The Diplomatic Agent and Consul General at Tangier ( Blake ) to the Secretary of State

No. 569

Sir: In my previous despatches on the above subject I had the honor to signalize to the Department the following circumstances which would appear to debar the acquiescence of the American Government’s assent to the application to American ressortissants in Morocco of the new and increased consumption taxes decreed for the French Zone by a Shereefian Dahir of June 20th, 1930:—

The privileged exemption from taxation on Petroleum carburants and lubricating oils of certain groups in the community, namely the “Carburant Cooperative Societies of the Colonial Farmers”.
The character of a tariff barrier attributable to the consumption taxes on imported refrigerated meats, since this consumption tax is not applicable to Domestic meats.
The discrimination resulting from the consumption tax on Edible Soya Bean Oil in favor of ground nut oil originating in the French Colonies.
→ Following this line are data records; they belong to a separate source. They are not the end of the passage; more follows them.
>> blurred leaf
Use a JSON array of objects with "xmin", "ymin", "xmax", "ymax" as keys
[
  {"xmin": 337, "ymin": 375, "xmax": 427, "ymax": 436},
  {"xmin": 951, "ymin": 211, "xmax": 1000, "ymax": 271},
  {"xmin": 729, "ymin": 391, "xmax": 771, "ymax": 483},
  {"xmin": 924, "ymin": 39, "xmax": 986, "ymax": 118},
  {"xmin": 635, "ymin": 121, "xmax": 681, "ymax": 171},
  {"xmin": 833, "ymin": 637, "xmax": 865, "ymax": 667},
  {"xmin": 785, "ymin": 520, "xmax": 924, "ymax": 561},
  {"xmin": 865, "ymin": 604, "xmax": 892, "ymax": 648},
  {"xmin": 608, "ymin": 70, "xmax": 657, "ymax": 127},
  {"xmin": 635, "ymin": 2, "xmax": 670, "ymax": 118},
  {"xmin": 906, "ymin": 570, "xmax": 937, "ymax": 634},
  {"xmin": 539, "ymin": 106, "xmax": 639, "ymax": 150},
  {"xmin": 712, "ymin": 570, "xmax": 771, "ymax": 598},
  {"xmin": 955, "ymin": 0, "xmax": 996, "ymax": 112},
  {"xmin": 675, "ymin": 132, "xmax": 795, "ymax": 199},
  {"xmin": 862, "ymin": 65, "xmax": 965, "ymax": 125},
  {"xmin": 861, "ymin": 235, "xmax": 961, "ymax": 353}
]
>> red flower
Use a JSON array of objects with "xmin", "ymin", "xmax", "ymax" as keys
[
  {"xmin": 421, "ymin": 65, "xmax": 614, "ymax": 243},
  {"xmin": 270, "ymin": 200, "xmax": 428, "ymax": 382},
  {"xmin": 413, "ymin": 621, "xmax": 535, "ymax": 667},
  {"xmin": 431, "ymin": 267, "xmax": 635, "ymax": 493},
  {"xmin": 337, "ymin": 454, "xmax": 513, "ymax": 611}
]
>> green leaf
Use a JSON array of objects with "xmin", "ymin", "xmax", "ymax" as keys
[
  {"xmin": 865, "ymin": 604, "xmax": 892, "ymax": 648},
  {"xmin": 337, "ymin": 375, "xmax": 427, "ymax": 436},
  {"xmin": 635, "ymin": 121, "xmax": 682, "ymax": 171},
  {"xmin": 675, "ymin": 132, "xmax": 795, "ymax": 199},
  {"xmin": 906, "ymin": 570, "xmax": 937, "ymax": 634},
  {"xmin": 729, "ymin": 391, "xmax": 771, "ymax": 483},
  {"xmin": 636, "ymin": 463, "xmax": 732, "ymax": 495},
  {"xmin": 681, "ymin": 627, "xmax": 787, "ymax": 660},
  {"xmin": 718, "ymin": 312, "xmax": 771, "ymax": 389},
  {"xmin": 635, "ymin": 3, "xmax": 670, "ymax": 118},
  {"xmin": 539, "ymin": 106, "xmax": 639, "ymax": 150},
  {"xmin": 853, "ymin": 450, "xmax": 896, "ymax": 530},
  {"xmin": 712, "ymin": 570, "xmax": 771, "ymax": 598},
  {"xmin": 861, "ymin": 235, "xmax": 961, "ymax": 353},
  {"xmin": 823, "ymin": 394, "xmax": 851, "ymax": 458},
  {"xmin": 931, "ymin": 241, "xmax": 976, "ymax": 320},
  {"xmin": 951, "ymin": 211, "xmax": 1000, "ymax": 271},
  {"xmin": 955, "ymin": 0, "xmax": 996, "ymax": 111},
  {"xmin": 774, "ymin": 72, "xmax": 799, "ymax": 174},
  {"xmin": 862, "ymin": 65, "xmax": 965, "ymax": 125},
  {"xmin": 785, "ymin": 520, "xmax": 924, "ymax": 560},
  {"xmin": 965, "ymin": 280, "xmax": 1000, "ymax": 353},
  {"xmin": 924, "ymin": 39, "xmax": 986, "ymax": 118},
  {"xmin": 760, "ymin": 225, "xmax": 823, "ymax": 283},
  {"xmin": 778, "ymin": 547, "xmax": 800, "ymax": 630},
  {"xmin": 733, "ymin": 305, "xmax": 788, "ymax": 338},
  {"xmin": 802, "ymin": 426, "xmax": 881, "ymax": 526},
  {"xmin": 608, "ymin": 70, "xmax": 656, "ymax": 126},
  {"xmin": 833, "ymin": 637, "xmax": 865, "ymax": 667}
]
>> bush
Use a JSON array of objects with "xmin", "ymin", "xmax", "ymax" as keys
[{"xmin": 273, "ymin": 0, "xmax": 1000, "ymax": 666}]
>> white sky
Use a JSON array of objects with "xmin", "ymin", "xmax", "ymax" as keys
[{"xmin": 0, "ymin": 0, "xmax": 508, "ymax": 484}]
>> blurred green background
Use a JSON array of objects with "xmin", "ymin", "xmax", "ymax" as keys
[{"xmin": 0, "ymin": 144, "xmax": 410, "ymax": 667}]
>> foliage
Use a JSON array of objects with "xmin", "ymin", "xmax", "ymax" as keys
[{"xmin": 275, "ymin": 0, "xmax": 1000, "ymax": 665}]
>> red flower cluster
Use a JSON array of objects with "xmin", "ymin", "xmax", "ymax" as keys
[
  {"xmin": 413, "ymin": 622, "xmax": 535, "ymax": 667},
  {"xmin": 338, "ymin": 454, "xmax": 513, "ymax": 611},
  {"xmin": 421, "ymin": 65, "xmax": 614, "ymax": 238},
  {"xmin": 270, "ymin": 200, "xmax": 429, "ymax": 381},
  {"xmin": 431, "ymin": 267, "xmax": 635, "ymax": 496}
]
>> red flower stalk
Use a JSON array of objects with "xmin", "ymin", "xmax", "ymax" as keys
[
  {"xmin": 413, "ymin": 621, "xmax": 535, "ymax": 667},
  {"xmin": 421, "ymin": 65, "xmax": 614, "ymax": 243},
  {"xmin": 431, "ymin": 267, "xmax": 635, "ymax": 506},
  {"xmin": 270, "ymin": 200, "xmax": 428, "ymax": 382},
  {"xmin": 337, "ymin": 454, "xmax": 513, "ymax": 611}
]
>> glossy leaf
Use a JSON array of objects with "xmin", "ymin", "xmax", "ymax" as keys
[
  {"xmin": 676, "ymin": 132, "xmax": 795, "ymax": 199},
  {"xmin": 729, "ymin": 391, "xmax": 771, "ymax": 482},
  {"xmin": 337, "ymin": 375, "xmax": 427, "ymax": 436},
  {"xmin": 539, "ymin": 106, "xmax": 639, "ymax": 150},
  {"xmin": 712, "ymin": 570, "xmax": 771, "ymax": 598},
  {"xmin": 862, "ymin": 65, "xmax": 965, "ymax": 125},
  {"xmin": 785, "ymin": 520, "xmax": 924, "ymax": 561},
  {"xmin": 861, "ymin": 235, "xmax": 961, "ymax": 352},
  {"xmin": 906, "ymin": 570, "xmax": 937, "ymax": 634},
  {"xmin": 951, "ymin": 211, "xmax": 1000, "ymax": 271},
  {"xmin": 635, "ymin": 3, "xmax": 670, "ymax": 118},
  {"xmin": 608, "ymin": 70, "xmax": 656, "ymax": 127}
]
1. The grounds of the objection referred to in regard to the consumption tax on Petroleum products were fully set forth, in my No. 535 of August 20th, 1930,9 and are, in my submission [opinion?], still entirely warranted.

The policy in the French Zone of Morocco, with regard to the Petroleum products distributing trade was the subject of my No. 533 of August 14th, 1930,9 and a later report in this connection from the American Consulate at Casablanca tends to confirm the apprehension which I expressed that this privileged exemption of the Colonist Farmers Cooperative Societies from the duty and consumption taxes on carburants, may be used as an element, in the movement afoot in the French Protectorate to concentrate the petroleum products distributing trade into French hands, to the exclusion of American or other non French interests.

I therefore venture to reiterate my suggestion that in the reply to the French Resident General on the subject of the Dahir of June [Page 743] 20th, 1930, that the Protectorate Government be specifically notified that the consumption taxes on petroleum products will not be made applicable to American nationals and ressortissants until after the exemptions in question shall have ceased to subsist [exist?].

2. The American Consulate at Casablanca reports some recent developments in regard to the taxation on frozen meats. A project of a Dahir has been prepared by the “Direction des Douanes” for submission to the Residency General, reducing the consumption tax on frozen meat from Francs 2.00 to Francs 0.50 per kilogram, and providing for a refund to importers of the difference between the two taxes levied on all imports since the publication of the Dahir of June 20th, 1930.

It may be noted that no question is being raised as to placing the consumption tax on fresh meat brought over from France in chilled chambers of importing steamers, whereas frozen meat will pay the consumption tax.

The French press in the Protectorate reveals the fact that the reduction of the tax on frozen meat is being adopted for the purpose of frustrating the importation of cattle from South America, which was found to be a practicable venture under the regime of the higher tax. The so called consumption tax on imported frozen meat, despite its reduced amount, is designed in effect therefore, as a protective tariff measure, rather than as revenue resource.

I am emphatically of the opinion that the Department should refuse assent to any consumption taxes which are made applicable exclusively to imported goods, since such consumption taxes would merely constitute a disguised modification of the customs regime of Morocco, as laid down by the treaties.

3. In this connection it is interesting to note from the report of the American Vice-Consul at Casablanca that he has been unofficially informed by his British Colleague that the tax of Francs 0.50 on Soya Bean Oil is to be cancelled and replaced by a lesser duty on all edible oils.

The British Consul General states that in the opinion of the British Officials, the measure above referred to will remove the objectionable elements of the Dahir of June 20th, 1930, which has not been accepted by the British Foreign Office, but that a King’s Regulation will probably be issued applying the provisions of the Dahir as modified in the sense above indicated, to subjects and ressortissants of Great Britain.

The British Foreign Office appears to have overlooked the objections to the taxes on Petroleum and on frozen meat which I have set forth herein, and which, I believe, should not escape the Department’s consideration.

In conclusion I would recall the attention of the Department to the advisability of incorporating into the representations to be made [Page 744] to the Resident General of France on the subject of the Dahir of June 20th, 1930, the paragraph suggested on page 7 of my No. 519 of July 2nd, 1930,11 in regard to the liability of the Protectorate Government for the refund of all consumption taxes levied on American concerns under the Dahir in the absence of the Department’s prior assent thereto.